I think it was Stephen King who said, “the only criteria for being able to call yourself a writer is to have written.”

Well, then, I’m a writer. It even says so on my LinkedIn profile. And using that same logic, I can also proudly announce that I am an accountant, a baseball player, a landscape architect, and an accomplished public speaker.

Last week, I gave a TED talk. It wasn’t really a TED talk; it was a TEDx talk. Only it wasn’t really a TEDx talk; it was a TEDxSamfordU talk. But I gave a TED talk, so there.

I was contacted by the student organizers from #TEDxSamfordU a little over a month ago about returning to my alma mater and being a part of their event.
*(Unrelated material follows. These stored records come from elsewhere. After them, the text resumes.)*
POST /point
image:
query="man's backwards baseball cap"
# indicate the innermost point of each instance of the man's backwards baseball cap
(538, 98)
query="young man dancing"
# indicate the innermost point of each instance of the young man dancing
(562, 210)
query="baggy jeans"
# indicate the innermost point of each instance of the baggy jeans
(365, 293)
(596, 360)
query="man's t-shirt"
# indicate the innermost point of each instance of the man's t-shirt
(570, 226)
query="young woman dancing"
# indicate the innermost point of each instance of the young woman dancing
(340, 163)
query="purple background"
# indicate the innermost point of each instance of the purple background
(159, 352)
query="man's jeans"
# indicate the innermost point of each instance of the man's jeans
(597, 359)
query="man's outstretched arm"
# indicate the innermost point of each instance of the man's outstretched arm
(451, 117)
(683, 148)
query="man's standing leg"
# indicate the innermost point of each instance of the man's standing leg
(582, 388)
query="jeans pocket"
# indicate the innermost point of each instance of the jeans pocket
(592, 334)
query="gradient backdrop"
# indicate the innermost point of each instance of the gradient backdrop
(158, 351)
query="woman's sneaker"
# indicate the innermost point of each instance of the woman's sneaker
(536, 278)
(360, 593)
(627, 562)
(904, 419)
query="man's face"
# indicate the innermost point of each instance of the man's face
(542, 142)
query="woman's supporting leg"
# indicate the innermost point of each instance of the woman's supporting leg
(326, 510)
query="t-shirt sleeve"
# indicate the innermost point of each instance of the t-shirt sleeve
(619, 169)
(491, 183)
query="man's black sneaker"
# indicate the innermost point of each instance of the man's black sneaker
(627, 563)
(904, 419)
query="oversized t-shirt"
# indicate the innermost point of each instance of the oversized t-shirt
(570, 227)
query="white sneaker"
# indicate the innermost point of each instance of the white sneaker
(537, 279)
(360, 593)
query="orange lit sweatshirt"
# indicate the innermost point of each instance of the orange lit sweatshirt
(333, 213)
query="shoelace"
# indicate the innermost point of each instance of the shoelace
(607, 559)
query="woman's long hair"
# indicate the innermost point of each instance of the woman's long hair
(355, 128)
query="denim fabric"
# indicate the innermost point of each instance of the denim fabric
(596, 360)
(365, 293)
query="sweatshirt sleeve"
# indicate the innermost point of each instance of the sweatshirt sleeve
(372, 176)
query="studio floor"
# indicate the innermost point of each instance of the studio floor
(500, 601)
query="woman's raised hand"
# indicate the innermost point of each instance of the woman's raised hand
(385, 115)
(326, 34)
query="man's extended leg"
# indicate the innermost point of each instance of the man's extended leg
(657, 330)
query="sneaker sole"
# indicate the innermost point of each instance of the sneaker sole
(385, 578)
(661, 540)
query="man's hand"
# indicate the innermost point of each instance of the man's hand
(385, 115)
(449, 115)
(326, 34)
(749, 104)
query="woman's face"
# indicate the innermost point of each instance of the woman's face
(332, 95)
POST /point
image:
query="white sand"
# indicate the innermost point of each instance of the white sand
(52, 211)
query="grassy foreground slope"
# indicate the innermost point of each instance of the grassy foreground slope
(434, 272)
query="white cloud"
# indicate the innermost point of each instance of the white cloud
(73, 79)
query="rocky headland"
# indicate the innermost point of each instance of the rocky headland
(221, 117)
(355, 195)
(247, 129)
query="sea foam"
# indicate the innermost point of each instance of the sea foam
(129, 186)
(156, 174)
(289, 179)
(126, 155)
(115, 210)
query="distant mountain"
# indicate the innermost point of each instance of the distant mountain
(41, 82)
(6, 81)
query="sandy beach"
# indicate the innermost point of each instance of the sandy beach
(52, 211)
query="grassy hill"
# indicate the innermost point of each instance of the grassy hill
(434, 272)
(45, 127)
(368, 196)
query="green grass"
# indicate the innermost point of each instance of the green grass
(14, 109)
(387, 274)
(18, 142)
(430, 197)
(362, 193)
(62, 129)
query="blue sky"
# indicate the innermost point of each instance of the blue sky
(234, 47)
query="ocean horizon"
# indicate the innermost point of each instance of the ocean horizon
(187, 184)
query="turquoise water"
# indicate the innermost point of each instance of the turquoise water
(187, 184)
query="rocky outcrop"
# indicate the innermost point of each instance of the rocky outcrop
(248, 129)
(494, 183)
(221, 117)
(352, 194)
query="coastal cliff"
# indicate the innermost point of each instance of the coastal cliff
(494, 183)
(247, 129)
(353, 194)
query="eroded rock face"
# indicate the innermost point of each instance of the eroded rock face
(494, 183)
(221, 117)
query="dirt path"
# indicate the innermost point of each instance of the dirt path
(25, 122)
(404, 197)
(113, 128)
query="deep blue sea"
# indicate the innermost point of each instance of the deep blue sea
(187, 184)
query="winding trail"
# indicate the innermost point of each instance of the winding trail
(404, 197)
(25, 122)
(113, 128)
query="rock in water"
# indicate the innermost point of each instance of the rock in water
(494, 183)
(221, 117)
I am a longtime TED fan and have been anxious to attend an event for several years. Ever since watching Sir Ken Robinson’s now famous talk entitled, “Do schools kill creativity?” back in 2006, I have been fascinated with the concept of TED. So, honored, humbled, and a little bit confused, I agreed to be a part of the event and began working on my talk.

I’ve probably watched 200 of the now thousands of 18-minute presentations over the years, and none of them have been as silly or simple or downright ridiculous as what I was asked to discuss. But who says no to being a TED speaker?
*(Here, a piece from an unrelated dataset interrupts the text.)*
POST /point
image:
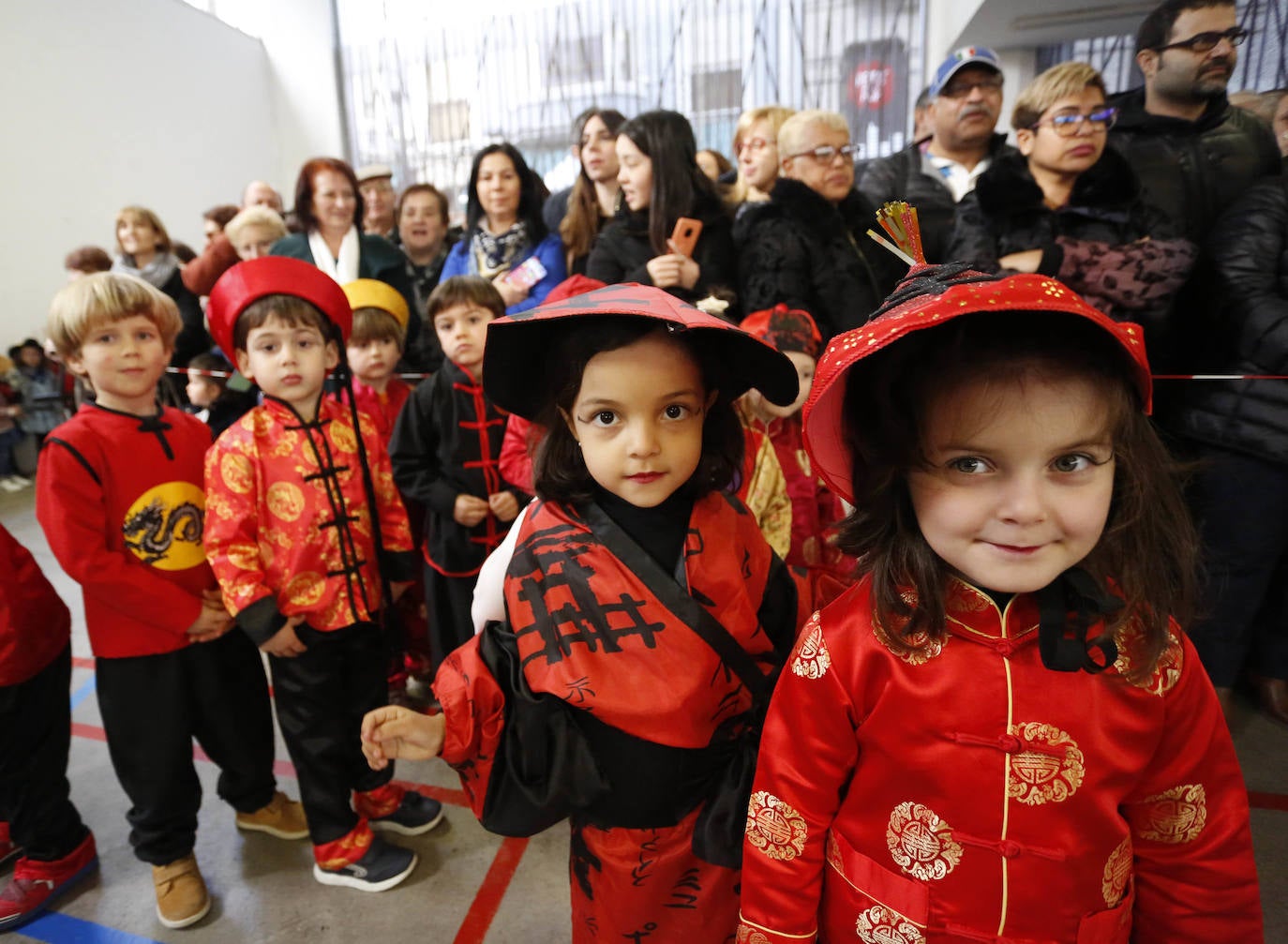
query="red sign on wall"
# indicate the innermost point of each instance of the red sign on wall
(871, 85)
So I got to work piecing together a storyline I was comfortable with and began to fill my 18 minutes with insights on influence, advertising, storytelling, making genuine connections, and paper towels — because my invitation stemmed from the unexpected and accidental “social media sensation” (their words, not mine) that has occurred from me posting pictures of the Napkin Notes I put in my kids’ lunch boxes every day.

Anyway, when I arrived on campus the night of the event, I was notified that I would be speaking first. There would be six talks in all, and I was the opening act. As the room filled with students carrying backpacks and laptops — one guy, I swear, was wearing pajamas, but that is neither here nor there — my nervousness and anxiety turned to confidence. “That guy is wearing pajama pants,” I thought. “I’ve got this.”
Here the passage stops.